The first round of presidential elections in France are already beginning to generate significant chatter, with Socialist candidate Francois Hollande poised to oust incumbent Nicolas Sarkozy.Analysts have feared that Hollande’s proposals could be radical—for example, he supports a 75 per cent tax on the highest French earners—however in regards to the eurozone crisis, Eurasia Group analyst Antonio Barroso writes, there’s really not much of a difference between the two candidates.
Regardless of what Hollande may say about renegotiating the fiscal pact struck between euro area countries in December and despite apparent tensions with German Chancellor Angela Merkel, Hollande’s agenda would diverge minimally from that of Sarkozy:
Regarding the European debt crisis, the socialist camp remains adamant about the renegotiation of the fiscal treaty. However, it is unlikely that Hollande would aim to change what is already in the agreement; rather, he would push for the addition of a “growth component” to the text (the exact manner by which this would be done remains unclear). While the PS is putting a lot of emphasis on the “failed” strategy of European austerity and wants to shift the focus to growth, Hollande seems to agree with the current content of the treaty and would not try to alter what has been already agreed.

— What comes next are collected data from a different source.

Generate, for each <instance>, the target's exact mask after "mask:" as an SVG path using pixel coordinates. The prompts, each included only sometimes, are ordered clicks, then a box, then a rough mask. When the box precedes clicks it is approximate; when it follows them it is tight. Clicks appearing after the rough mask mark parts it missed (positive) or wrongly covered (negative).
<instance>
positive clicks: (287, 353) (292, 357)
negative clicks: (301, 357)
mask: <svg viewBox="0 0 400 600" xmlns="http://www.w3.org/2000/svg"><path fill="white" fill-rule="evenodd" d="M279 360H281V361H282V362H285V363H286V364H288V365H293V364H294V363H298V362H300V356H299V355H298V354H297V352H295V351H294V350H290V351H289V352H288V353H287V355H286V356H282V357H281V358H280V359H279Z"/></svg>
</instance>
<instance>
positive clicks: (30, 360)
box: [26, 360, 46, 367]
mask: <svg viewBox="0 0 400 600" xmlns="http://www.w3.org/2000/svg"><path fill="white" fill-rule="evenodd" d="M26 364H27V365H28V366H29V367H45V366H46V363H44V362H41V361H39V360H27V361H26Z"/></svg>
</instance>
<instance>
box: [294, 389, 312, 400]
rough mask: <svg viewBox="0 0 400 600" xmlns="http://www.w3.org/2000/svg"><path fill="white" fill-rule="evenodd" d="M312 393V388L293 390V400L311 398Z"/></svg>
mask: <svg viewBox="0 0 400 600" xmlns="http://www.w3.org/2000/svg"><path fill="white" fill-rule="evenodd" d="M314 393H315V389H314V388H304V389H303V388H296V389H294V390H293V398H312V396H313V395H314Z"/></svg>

Indeed, Hollande and Sarkozy both believe that France has remained relatively strong throughout the crisis. With market pressure off, investors are right not be concerned that neither candidate will risk compromising their political base to push through stronger initiatives to reduce France’s deficit or reform the labour market. Barroso continues:
Therefore, the biggest risk underpinning the upcoming presidential contest is the low likelihood of significant policy changes following the election. This also raises questions about the capacity of France to react to further crisis episodes in the near future. While both Hollande and Sarkozy would certainly adopt measures if market pressure hit France again, the potential for political turmoil in such a scenario should not be discarded.